I constantly come across people who don't know the difference between investing and gambling. They compare putting their money into an investment that returns less than 17% for a whole year with playing lotto with a fraction of that money for a winning equal the investment capital + interest, or doing network marketing with the money to grow it multiple folds in that same one year with free vacation trips to Brazil, or, worse, putting the money in MMM. Some choose the others, and most just give up and face their career/jobs preferring to spend the money on professional courses and career building.

Investing is putting your money to work for you and not the other way round. A network marketing scheme that requires you actively looking for downlines/converts and setting up seminars is not investing but another job, at best, a part-time job.

Any zero-sum scheme you put your money into is gambling/speculation. Where for you to win someone else has to lose.

And whenever you go looking for schemes that will double your money for you in a year or less, you are looking for magic. Not investment.

Investing is a knowledge and research driven allocation of your money to productive use that when discounted for time/resources consumed and risk you get a net gain.

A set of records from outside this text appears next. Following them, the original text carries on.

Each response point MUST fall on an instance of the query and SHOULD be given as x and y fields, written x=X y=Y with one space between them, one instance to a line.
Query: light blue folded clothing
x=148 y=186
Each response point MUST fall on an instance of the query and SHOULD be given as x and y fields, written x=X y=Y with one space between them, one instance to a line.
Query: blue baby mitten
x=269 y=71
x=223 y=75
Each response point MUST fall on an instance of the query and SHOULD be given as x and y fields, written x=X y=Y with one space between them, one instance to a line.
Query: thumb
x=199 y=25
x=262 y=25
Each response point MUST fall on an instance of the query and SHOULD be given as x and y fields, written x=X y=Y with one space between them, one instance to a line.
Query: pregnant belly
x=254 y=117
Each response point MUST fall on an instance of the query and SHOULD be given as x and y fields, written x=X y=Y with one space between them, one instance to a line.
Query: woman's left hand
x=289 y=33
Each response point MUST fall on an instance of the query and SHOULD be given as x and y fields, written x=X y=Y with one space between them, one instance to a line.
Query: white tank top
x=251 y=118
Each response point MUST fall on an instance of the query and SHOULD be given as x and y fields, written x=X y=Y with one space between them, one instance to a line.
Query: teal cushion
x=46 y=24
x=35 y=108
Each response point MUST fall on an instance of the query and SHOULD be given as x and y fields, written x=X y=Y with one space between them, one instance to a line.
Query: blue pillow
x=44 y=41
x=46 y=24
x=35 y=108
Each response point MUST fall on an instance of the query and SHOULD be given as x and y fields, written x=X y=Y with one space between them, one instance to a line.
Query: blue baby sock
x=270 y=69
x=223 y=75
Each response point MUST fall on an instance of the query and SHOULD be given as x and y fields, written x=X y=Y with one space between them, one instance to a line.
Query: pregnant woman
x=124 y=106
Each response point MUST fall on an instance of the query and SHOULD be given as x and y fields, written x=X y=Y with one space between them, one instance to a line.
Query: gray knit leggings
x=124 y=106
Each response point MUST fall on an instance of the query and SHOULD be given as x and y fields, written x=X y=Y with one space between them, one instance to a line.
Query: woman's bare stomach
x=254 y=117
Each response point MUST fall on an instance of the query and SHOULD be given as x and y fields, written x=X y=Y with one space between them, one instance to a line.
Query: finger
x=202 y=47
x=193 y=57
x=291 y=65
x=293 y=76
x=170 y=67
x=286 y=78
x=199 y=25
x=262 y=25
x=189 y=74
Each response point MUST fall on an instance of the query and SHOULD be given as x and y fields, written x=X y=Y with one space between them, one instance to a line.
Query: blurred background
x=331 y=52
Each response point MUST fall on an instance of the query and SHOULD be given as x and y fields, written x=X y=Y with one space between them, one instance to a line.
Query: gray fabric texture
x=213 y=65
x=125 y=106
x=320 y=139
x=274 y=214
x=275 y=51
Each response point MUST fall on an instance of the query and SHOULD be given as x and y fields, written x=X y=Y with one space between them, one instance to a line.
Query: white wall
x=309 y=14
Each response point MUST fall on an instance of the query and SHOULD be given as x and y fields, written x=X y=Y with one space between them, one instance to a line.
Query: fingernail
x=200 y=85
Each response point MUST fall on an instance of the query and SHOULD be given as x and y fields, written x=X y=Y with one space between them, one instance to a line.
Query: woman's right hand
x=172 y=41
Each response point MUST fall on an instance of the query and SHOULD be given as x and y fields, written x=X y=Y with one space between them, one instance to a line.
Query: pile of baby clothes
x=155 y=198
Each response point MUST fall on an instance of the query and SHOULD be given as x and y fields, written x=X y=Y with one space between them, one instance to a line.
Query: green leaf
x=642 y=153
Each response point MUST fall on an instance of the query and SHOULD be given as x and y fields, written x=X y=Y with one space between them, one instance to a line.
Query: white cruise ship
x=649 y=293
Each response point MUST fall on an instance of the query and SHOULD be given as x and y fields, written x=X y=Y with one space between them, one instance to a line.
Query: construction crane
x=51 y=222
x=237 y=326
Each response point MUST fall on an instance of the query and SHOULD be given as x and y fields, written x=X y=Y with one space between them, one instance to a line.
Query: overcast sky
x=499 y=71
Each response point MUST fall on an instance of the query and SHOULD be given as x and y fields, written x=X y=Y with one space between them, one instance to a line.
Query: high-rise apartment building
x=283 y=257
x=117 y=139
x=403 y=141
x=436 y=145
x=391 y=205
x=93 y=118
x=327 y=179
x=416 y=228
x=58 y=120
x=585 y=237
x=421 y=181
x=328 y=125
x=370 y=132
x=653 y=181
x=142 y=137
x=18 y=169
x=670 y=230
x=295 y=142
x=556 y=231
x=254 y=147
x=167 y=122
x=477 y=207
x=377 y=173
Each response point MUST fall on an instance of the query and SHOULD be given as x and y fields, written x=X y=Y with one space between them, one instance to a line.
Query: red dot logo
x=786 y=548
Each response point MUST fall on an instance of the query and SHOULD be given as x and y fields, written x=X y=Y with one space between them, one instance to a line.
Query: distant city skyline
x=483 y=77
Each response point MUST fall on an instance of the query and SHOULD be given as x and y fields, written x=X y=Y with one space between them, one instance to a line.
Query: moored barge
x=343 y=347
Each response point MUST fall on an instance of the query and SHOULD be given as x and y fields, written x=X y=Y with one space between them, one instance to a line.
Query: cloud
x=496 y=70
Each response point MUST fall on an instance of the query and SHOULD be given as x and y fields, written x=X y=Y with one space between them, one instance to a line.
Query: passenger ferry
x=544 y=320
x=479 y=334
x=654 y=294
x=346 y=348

I invest in things I thoroughly understand - company stocks mostly. I see my money working and growing as Nestle, FBN holding, Mobil and even Nigeria as a whole grow. It's not a zero-sum. I can tell you about the underlying businesses and the financial/operational performances of the companies I invest in. I constantly monitor the news about them. Mobil Oil Nigeria just got acquired by NIPCO. I have read all I could find about NIPCO and even about it's industrious CEO. I believe that Mobil Oil Nigeria will be better for it. First Bank is the biggest bank in Nigeria by assets. And for the banking industry the Balance Sheet is the business driver. The low net profit they registered last year is a temporary situation and an opportunity for me to get in cheaply. The business is sound and well run. I am even currently facilitating a training for three different streams of their staff at First Academy (not under/as UrBizEdge) and the gists I'm hearing are giving me peace of mind. Nestle Nigeria is a darling. Excellently run, growing and providing essential products that both the rich and the poor buy.

I invest and not gamble. Whatever returns the stock market give them is of secondary concern, that the underlying business is growing sustainably is my main concern.